A l’opposé, certains, comme le philosophe américain Ronald Dworkin, veulent nous faire croire que les valeurs n’ont pas besoin, ou plus besoin du christianisme. Elles sont toujours à l’horizon, en quelque sorte, à disposition de tous ceux qui les perçoivent. Ainsi, l’éthique n’a pas besoin de Dieu, ni d’ailleurs la spiritualité. Et c’est bien le parti que, dans les faits, notre société a pris, en marginalisant le christianisme et son enseignement, de telle sorte qu’une majorité de la population ne sait plus rien en dire de valable.

Alors, les valeurs, dépendantes de la Bible ? Ou les valeurs sans le christianisme et sans la foi ? J’aimerais donner ma solution à cette alternative et raccorder à notre texte de référence. Je crois que les humains ont toujours élu des valeurs pour mettre de l’ordre dans la société ou pour les guider. Par exemple la justice ou la protection des biens. Ces valeurs sont arrimées à une divinité ou à la Cité. Des valeurs ont donc existé bien avant le christianisme, c’est évident. Mais le christianisme a transformé et transfiguré ces valeurs, il les a ressuscitées, et il en a suscité d’autres. Par exemple, l’amitié est une belle valeur grecque, mais elle ne reconnaît que les pairs.

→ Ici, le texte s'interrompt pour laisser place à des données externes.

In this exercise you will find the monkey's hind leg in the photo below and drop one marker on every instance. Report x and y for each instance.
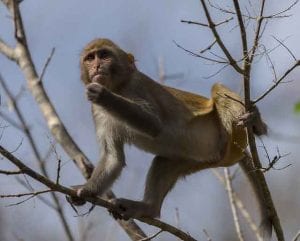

On ne donne son amitié qu’à ceux qui en valent la peine. L’amour chrétien, au sens de l’agapè, va bien au-delà : c’est un amour-don qui s’exerce envers tous, envers les petits, les indignes et même les ennemis.

Autre exemple : la liberté, dans l’Antiquité, c’était le fait de ne pas être esclave et donc de jouir de certains droits. Le christianisme a transformé cette notion ; la liberté s’est intériorisée, elle est devenue le fait d’être libéré, désaliéné de ses préjugés, de ses addictions, du mal. C’est une liberté pour aimer et non pour dominer. Cette transmutation chrétienne des valeurs vient de la conception de l’homme que défendent les chrétiens, et de sa relation à Dieu. En nous révélant un nouveau visage de Dieu, l’Homme Jésus a aussi renouvelé nos valeurs.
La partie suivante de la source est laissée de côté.